Gordon Shepherd, head of the World Wildlife Fund's delegation to the conference, said the congress was successful in creating a working group to study island biodiversity and drawing more attention to the links between poverty and biodiversity.


But more money is needed to protect the environment, Shepherd said.


"The WWF regards that the funding to implement the convention does not match the massive enthusiasm shown at local and regional levels," he said.


The environmental group Greenpeace also expressed disappointment with the meeting.
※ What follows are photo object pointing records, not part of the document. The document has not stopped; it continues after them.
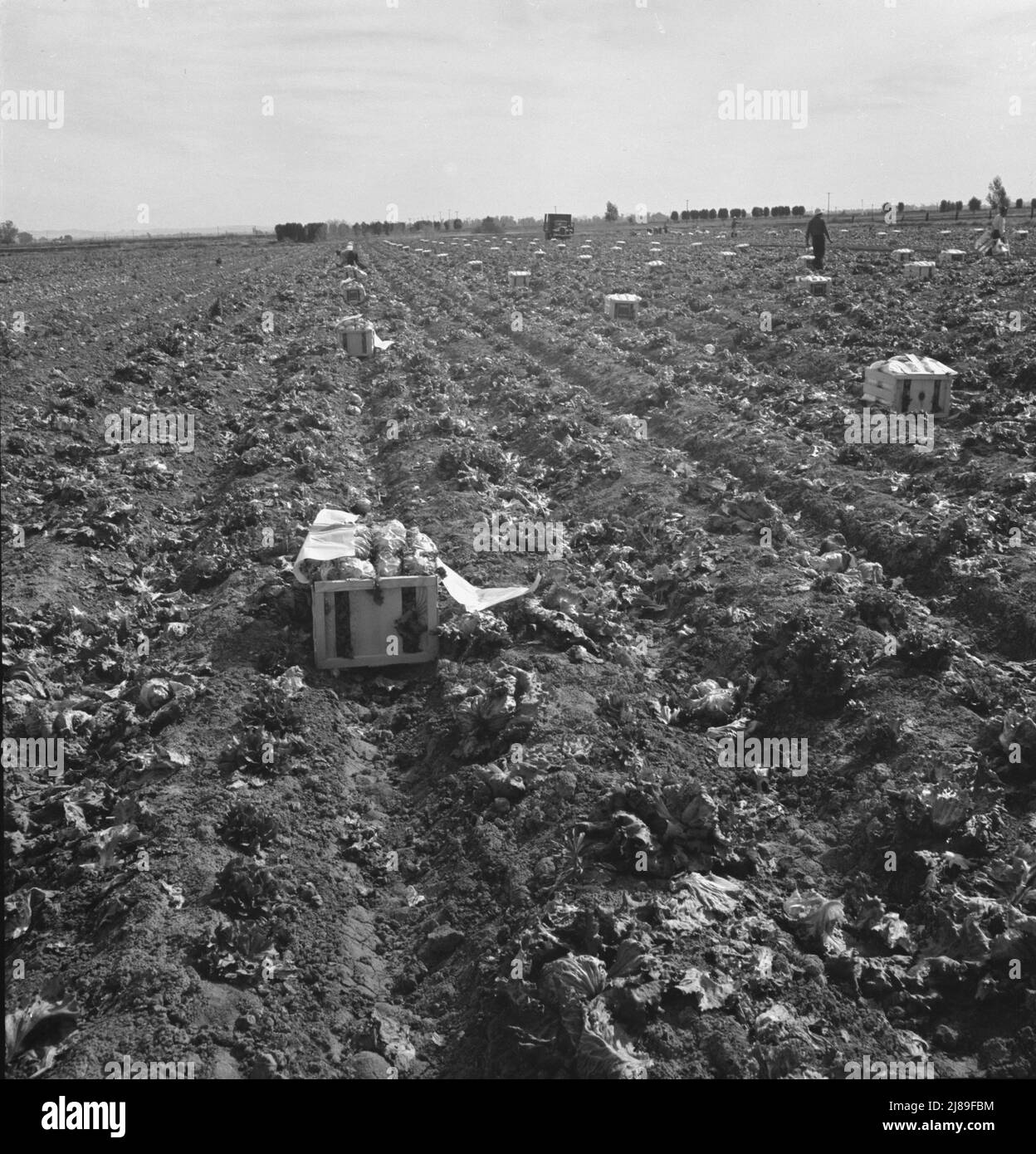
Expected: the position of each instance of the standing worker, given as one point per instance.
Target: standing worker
(816, 233)
(352, 257)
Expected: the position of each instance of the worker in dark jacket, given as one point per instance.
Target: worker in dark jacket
(352, 257)
(816, 233)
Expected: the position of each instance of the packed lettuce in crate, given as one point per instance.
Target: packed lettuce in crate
(379, 550)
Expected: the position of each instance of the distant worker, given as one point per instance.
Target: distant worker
(816, 233)
(352, 257)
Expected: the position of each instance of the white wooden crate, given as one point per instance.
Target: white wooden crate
(909, 384)
(622, 306)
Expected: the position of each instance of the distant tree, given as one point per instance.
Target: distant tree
(997, 198)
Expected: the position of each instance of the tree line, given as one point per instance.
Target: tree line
(301, 232)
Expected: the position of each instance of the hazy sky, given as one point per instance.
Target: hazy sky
(412, 103)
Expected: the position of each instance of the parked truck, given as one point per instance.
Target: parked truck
(557, 225)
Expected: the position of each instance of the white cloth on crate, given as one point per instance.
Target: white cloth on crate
(334, 531)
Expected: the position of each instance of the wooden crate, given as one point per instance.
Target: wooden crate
(358, 338)
(909, 384)
(814, 284)
(622, 306)
(920, 270)
(352, 630)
"The convention on biological diversity is like a ship drifting without a captain to steer it," said Martin Kaiser, Greenpeace's political adviser on forests. "The negotiations failed to chart a course to stop biopiracy, provide additional financing for protected areas, establish marine reserves on the high seas and to ban illegal logging and trade."


One problem with the conference was that each decision required unanimous approval from delegates, representing 187 nations.


Ana Cristina Barros, representative for The Nature Conservancy in Brazil, said it was unreasonable to expect rapid results from the conference.


"There's a tendency to think of the conference as a unique event, but what has been discussed is something that is constructed over years," Barros said.


Among the most important developments were made by individual governments, like Brazil's announcement that it would declare 210,000 square kilometers (84,000 square miles) of its rain forest a protected area in the next three years, she said.


Several Pacific island nations also announced plans to protect coral reefs and fishing areas at the conference.